Like I said last week, to get good acts down here in New Zealand we need to face up to reality and pay the real cost, and I am completely OK with that.

What I am less OK with are the hidden costs; those sneaky little fees that get tacked on the end, some of which I do not fully understand.

Transaction fees. Handling fees. Delivery fees. What are these things and why are they so expensive? 

It was the New Zealand International Film Festival that got my attention. While the event is one of my favourite things that happens each year, it was the ticket delivery costs that confused me.

In particular, the cost of getting a ticket sent to my phone.

Being a modern creature, I shun all things sentimental (read: paper, except for THE paper) mainly because I will end up losing them. So when there is the option to just show someone a text, I'm there.

But when showing someone a text costs me $5, they've lost me.

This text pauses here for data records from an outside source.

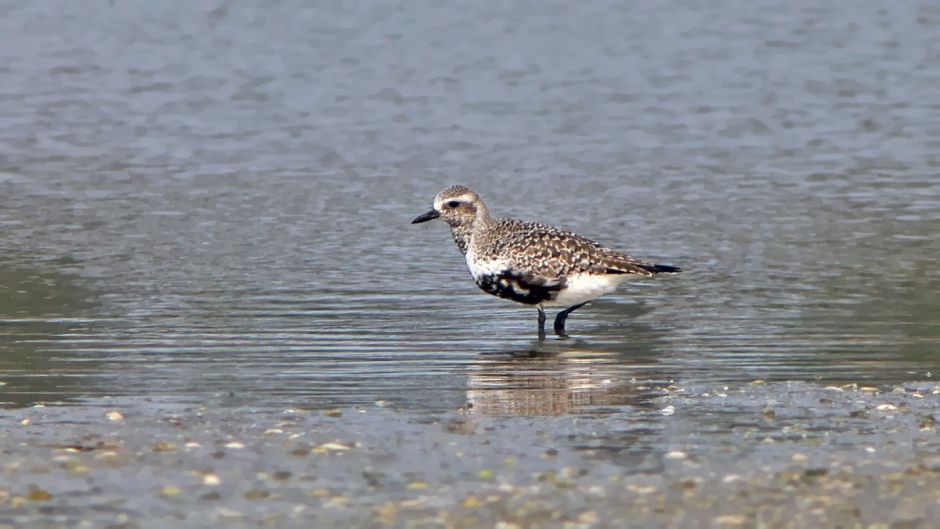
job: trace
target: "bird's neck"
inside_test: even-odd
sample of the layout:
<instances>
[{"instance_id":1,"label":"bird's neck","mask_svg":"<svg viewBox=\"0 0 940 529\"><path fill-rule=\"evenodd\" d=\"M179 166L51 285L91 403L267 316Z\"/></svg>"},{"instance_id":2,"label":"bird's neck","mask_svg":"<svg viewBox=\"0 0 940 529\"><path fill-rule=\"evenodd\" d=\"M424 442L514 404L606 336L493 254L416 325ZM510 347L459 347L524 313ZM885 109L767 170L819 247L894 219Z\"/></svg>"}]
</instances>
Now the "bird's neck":
<instances>
[{"instance_id":1,"label":"bird's neck","mask_svg":"<svg viewBox=\"0 0 940 529\"><path fill-rule=\"evenodd\" d=\"M457 244L457 249L460 250L460 253L467 255L467 250L470 248L470 237L473 236L473 224L451 226L450 234L453 235L454 242Z\"/></svg>"},{"instance_id":2,"label":"bird's neck","mask_svg":"<svg viewBox=\"0 0 940 529\"><path fill-rule=\"evenodd\" d=\"M450 227L450 234L453 235L454 242L457 244L457 248L460 249L461 254L467 255L467 250L470 249L470 239L473 237L474 232L485 230L492 220L493 218L490 217L486 206L480 204L472 221Z\"/></svg>"}]
</instances>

Then if you think about paying $8.10 to pick up a ticket, then I really get a bit of a funny feeling in my wallet.

Of course, the NZFF is not alone in this conundrum. A quick survey of the ticket-selling folk of Auckland shows the action of picking up a ticket can cost you anywhere from nothing to $9 (yip, that's quite a difference), and if you want those physical stubs in your hand before the show, it could be as much as $12 in delivery fees.

I understand the economics behind having a fee. There are people who need to take those booking phone calls and sit behind the desk, mailing them out. But when I book over the internet and arrange a ticket to be sent via text message, I am pretty sure there isn't a person sitting in an office somewhere actually pressing the buttons on their mobile.  

So where does the $5 come from? Why does a trip to the movies or a concert or sporting event suddenly jump in price when it's already a struggle for some? 

It might not sound like much and I am sure someone can explain it all away, but sometimes it's the little things that put people off, that stop them getting out and making the most of Auckland's tasty offerings.